Speaking of Real Life…
We are days away from having a permanent address again. The lucky city that gets to hold us is none other than Los Angeles, California.
I have mixed feelings about this. For one, I was really looking forward to simplifying our life when we left Dallas at the end of September. Well, moving to LA to be closer to “the scene” doesn’t exactly scream Walden Pond. We will be living downtown, near Beverley Hills, so the traffic is absolutely horrendous. We drove less than a mile to go to dinner last Friday, and we took a premature turn in the process, which more than tripled our travel time. I felt trapped.
However, in my heart, I am hoping that once we actually move and get settled in, I will find the city to be a magical place. It will definitely be a change of pace for this country girl. (And I am country, although I didn’t know it until about 6 months ago when I was looking at a map of the United States, which had stars noting all the big – not major – cities in the country. There were ZERO stars in all of South Carolina. Talk about a paradigm shift – I thought I’d grown up in one!)
Richard has already played the hero (in spite of my Alien impersonation) and mapped out all the nearby places so I will have a running start on settling in.
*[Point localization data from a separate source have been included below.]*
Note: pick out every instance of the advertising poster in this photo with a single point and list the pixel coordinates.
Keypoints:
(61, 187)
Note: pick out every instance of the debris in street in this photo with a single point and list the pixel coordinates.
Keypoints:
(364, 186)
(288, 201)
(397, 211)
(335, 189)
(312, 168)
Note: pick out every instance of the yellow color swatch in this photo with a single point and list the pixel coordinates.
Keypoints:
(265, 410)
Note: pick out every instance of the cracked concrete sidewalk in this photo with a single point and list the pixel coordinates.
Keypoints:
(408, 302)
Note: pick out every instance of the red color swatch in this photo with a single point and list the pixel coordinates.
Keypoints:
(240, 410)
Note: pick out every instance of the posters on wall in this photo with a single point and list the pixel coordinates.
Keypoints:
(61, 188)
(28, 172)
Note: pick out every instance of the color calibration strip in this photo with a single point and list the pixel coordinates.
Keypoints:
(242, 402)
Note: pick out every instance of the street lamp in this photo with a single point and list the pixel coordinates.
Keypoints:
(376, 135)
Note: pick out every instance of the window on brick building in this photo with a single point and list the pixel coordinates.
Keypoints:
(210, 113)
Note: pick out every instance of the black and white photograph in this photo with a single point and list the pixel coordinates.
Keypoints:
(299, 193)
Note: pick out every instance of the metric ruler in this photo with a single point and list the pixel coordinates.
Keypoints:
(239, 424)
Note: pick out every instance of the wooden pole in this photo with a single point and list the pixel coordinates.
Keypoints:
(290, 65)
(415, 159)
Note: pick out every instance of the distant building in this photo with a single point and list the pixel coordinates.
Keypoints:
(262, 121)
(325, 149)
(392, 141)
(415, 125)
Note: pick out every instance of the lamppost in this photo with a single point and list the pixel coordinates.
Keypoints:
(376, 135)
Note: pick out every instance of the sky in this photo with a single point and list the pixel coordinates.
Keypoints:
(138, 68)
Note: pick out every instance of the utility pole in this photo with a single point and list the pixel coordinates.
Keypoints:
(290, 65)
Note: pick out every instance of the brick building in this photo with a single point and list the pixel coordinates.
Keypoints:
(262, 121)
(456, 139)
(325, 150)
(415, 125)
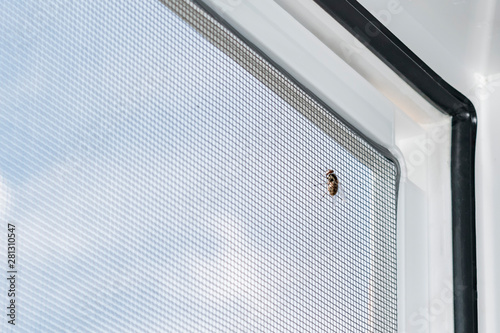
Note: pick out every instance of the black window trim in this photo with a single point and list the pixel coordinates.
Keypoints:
(376, 37)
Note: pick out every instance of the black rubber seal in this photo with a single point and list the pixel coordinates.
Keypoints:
(367, 29)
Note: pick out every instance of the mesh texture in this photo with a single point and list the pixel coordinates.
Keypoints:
(164, 177)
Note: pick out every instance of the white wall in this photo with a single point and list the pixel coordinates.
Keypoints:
(460, 40)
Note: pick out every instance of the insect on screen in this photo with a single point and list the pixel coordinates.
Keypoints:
(164, 176)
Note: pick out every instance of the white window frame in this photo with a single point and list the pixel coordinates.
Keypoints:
(324, 57)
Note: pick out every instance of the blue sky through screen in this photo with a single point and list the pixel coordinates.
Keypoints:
(158, 186)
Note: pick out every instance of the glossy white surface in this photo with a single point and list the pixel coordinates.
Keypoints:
(300, 37)
(460, 40)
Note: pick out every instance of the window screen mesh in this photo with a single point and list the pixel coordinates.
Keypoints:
(163, 177)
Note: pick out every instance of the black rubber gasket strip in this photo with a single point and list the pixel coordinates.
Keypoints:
(367, 29)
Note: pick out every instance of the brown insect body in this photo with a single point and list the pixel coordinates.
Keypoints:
(332, 182)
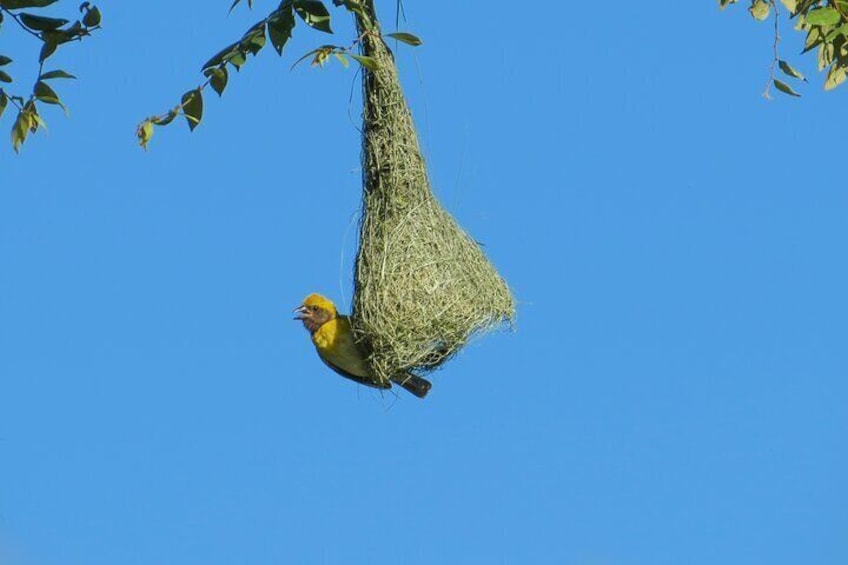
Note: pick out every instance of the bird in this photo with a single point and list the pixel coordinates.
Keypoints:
(336, 346)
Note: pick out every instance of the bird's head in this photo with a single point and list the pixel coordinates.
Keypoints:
(315, 311)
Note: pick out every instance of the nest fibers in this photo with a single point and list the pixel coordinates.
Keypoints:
(423, 286)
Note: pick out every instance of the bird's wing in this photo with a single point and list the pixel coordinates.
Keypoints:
(343, 355)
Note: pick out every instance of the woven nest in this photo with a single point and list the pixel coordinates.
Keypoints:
(423, 287)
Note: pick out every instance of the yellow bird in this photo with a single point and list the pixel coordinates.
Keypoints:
(337, 348)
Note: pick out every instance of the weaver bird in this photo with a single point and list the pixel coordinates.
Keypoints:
(337, 348)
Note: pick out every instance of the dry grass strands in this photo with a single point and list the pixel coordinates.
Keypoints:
(423, 286)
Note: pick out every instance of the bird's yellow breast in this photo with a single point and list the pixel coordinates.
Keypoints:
(337, 347)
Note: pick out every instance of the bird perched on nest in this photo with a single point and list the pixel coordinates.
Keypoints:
(337, 348)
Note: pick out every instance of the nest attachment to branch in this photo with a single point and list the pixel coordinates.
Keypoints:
(423, 287)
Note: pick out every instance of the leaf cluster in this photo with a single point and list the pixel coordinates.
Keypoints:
(825, 23)
(51, 33)
(276, 28)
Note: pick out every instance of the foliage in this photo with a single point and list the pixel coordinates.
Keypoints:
(825, 23)
(276, 28)
(52, 33)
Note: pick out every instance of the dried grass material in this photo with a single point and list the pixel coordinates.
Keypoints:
(423, 287)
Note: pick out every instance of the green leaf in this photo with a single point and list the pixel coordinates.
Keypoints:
(825, 56)
(236, 59)
(407, 38)
(254, 40)
(835, 77)
(35, 120)
(314, 13)
(368, 62)
(760, 10)
(40, 23)
(218, 58)
(20, 130)
(218, 79)
(823, 17)
(18, 4)
(785, 88)
(280, 28)
(192, 104)
(789, 70)
(59, 73)
(47, 49)
(92, 18)
(313, 52)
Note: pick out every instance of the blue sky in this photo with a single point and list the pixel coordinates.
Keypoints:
(674, 393)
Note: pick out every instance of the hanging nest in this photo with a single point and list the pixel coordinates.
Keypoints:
(423, 287)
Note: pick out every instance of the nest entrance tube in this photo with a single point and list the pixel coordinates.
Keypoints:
(423, 287)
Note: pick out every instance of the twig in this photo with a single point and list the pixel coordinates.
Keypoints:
(776, 59)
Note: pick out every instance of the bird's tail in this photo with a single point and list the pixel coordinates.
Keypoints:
(414, 384)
I told him that all I need is a grocery store, a thrift store, and a library within walking distance, and I’ll be fine. He padded the results with a few Red Box and restaurant locations, too, so all of my bases should be thoroughly covered.
And the Best Part Is…
One of the major pluses to settling down again is that my dog gets to come home. She has been at my sister’s house for 5 months, and I have missed her sorely. I keep having these dreams where I go to get her and she doesn’t remember me or doesn’t care. In fact, after one such dream, I woke up and told God that if my dog didn’t love me any more, I didn’t want her anyway.
That was the moment I realized the true value of my relationship with her – I just want her to really, really love me. Although I’m glad that she has bonded with my sister and seems to be doing fine, I also secretly want her to whine, molt, and be an insomniac in my absence.
So, after these recurring dreams where she doesn’t want me anymore, I’ve worried about what to expect when she comes home. But I had three different assurances last week that have me very hopeful. (Besides, my sister just had her spayed – what is there to be compete with??).
One was a commercial of a soldier and her dog after she came home from being deployed, and one was a video of a lion hugging its rescuer after being reunited after a long time apart – both of which made me cry in my oxygen-deprived state. The third was a friend that told me that the dog she lost to her ex after a divorce still went hyper-crazy when she saw her again after years of being apart.
With that settled, now I just have to figure out HOW to get her here. I’m in California and she’s in Oklahoma.
Anyway, that’s one piece of a big puzzle at the moment. It will be interesting to see what 2013 has in store for me and my family. I don’t even bother trying to guess anymore. It’s been such a weird, unexpected ride these last several years. A few months ago, I started a sentence with, “When my life settles down, I’m going to....” And then I abruptly stopped as it hit me: I’d better stop expecting that to happen, and start doing everything now.